After Mike Olson sold his start up to Oracle, he wanted to do something other than databases. It was 2008 and there was a new open-source software called Hadoop that caught his eye. It was aimed at a new class of data problem, addressing the kind and amount and speed of data – i.e. big data, and the questions you’d like to ask of it.
Olson co-founded Cloudera to sell a version of Hadoop that’s packed with the features and support businesses need to get value out of big data (learn about Cloudera’s partnership with SAS). It’s a hot topic, and at The Premier Business Leadership Series in Orlando, Olson answered attendees’ questions – read the highlights of the Q&A below:
What is Hadoop?
Olson: This morning, Dr. Goodnight [co-founder and CEO of SAS] talked about this scale out, using a big grid and a lot of processors to attack data. That’s the central idea. Back in the day, you bought the biggest computer you could. You had structured data and a centralized system.

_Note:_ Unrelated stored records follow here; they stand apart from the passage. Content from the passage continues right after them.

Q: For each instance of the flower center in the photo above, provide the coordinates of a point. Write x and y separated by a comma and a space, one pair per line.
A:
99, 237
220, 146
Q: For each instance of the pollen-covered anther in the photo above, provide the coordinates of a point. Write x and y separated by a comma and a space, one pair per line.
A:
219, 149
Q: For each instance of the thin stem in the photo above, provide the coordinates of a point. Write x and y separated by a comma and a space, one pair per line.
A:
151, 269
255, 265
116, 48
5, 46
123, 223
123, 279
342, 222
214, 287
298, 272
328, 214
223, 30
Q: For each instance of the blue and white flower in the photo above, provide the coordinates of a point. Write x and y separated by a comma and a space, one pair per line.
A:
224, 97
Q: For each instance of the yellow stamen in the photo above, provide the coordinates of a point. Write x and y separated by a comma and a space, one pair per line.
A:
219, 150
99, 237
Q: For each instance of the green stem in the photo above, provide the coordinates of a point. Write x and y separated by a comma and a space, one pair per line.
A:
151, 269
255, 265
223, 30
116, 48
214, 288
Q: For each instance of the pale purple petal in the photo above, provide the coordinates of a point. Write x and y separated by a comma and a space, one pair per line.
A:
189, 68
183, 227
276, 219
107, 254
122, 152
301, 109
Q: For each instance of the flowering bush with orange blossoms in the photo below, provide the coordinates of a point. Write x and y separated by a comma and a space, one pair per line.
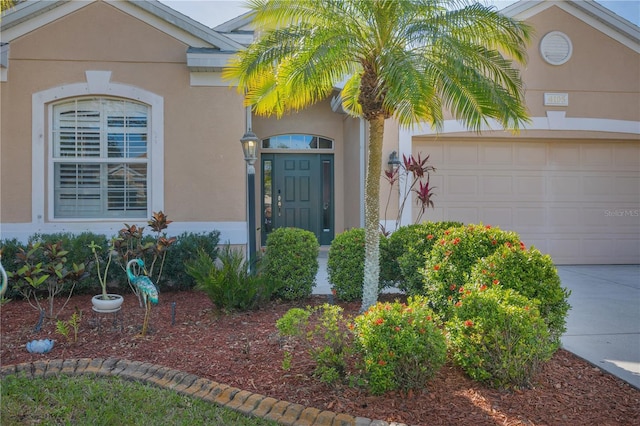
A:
448, 265
533, 275
497, 336
408, 249
402, 345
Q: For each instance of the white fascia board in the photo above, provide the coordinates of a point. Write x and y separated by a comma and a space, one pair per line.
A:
171, 22
239, 23
589, 12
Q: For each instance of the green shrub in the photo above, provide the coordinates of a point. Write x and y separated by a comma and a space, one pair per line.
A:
345, 265
291, 260
408, 250
323, 332
230, 286
186, 248
533, 275
497, 336
452, 257
77, 246
401, 344
9, 250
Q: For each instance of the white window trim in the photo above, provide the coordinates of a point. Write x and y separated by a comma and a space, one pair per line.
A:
98, 84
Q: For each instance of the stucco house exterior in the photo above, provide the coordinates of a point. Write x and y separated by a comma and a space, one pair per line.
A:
114, 109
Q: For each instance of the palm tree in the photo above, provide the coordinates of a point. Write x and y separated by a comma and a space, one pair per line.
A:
406, 59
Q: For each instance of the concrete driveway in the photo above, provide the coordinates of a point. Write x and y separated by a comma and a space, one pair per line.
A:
603, 325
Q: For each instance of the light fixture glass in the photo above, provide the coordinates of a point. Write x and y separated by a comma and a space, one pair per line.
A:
394, 162
249, 147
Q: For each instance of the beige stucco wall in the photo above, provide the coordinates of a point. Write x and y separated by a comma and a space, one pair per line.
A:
601, 78
355, 142
204, 166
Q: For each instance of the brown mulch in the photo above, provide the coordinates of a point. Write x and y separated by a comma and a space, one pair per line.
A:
243, 350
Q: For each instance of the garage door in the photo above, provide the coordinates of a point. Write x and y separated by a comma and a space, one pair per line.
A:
577, 201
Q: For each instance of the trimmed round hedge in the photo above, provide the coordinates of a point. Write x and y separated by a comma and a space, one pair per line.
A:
452, 257
533, 275
408, 249
345, 265
291, 260
497, 336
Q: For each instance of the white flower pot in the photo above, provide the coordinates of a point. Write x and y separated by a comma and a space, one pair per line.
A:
112, 304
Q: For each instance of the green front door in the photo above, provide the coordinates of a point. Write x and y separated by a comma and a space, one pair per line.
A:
297, 191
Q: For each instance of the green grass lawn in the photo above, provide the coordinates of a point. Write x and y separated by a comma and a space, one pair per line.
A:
89, 400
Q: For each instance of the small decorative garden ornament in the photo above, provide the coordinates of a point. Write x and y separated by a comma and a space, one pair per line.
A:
40, 346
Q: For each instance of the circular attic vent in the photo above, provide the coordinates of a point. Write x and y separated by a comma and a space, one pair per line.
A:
556, 48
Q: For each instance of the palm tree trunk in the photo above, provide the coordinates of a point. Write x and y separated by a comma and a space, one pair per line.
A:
372, 214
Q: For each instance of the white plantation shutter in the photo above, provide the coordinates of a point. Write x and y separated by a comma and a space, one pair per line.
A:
100, 159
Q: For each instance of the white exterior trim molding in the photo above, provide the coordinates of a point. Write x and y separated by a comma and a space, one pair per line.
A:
98, 83
555, 120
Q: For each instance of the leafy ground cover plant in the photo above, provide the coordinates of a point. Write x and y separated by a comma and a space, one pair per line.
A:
452, 257
497, 336
408, 249
131, 243
64, 327
291, 260
402, 345
533, 275
323, 332
43, 269
230, 286
345, 265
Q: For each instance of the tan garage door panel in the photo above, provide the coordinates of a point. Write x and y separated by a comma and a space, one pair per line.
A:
577, 201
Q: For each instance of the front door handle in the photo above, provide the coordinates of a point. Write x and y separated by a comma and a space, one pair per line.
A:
279, 204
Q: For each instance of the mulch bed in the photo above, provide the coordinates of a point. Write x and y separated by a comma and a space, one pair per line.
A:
244, 350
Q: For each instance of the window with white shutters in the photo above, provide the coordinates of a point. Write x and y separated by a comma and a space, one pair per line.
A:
100, 159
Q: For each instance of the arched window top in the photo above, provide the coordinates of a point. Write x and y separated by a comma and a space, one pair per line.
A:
297, 141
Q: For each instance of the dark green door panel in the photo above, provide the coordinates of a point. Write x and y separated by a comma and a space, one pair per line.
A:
297, 191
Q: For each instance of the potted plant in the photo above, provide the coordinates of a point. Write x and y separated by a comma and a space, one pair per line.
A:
104, 302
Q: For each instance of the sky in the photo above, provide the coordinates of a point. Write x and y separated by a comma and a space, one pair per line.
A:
215, 12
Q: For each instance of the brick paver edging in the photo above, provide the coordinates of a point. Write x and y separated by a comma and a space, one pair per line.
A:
251, 404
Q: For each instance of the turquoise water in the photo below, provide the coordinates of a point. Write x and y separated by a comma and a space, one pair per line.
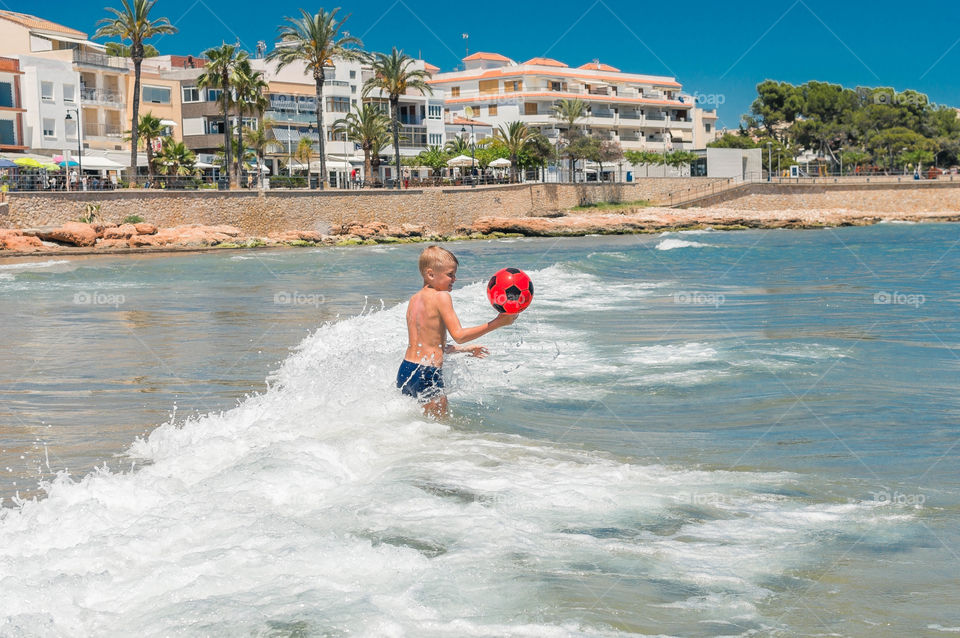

Now, data is doubling (or more) yearly. You can no longer buy one big server and rely on it to keep up with this level of data growth. All you can do is scale out. Now, what people do is buy a truckload of commodity servers, spread data out among them, and have a scaled out architecture. It’s what Google, Amazon and Facebook all run on.
What is big data?
Olson: There are a number of attributes. Volume matters. Or, you may not have that much data, but you want to ask really deep questions and build an aggregated view of your customers from all touch points for targeted offers – even if the data volumes are modest, the processing you want to do is challenging. Or, you may want to aggregate data from multiple sources going back 10 years – those are big data problems.
Is traditional database dead?
Olson: Absolutely not. Think about your data warehouse – there are things running in that box that only that box can handle. OLAP cubes won’t work on a shared architecture. What you can do is put copies of that data on the scaled out architecture and store and keep more data, relieve the pressure on the high-end expensive architecture and key jobs you need to have run.
We don’t see anyone shutting down those systems, but we’ve seen them rethink where they’re going to do the work. They’re also archiving data to the scaled out architecture.
If you’re looking at using Hadoop, make sure you use it in ways best practices suggest.
What activities are not appropriate for Hadoop?
Olson: It was never designed for high-performance transactions. Applications that demand that level of integrity and consistency ought to run on a different architecture.
How can I apply this in my organization?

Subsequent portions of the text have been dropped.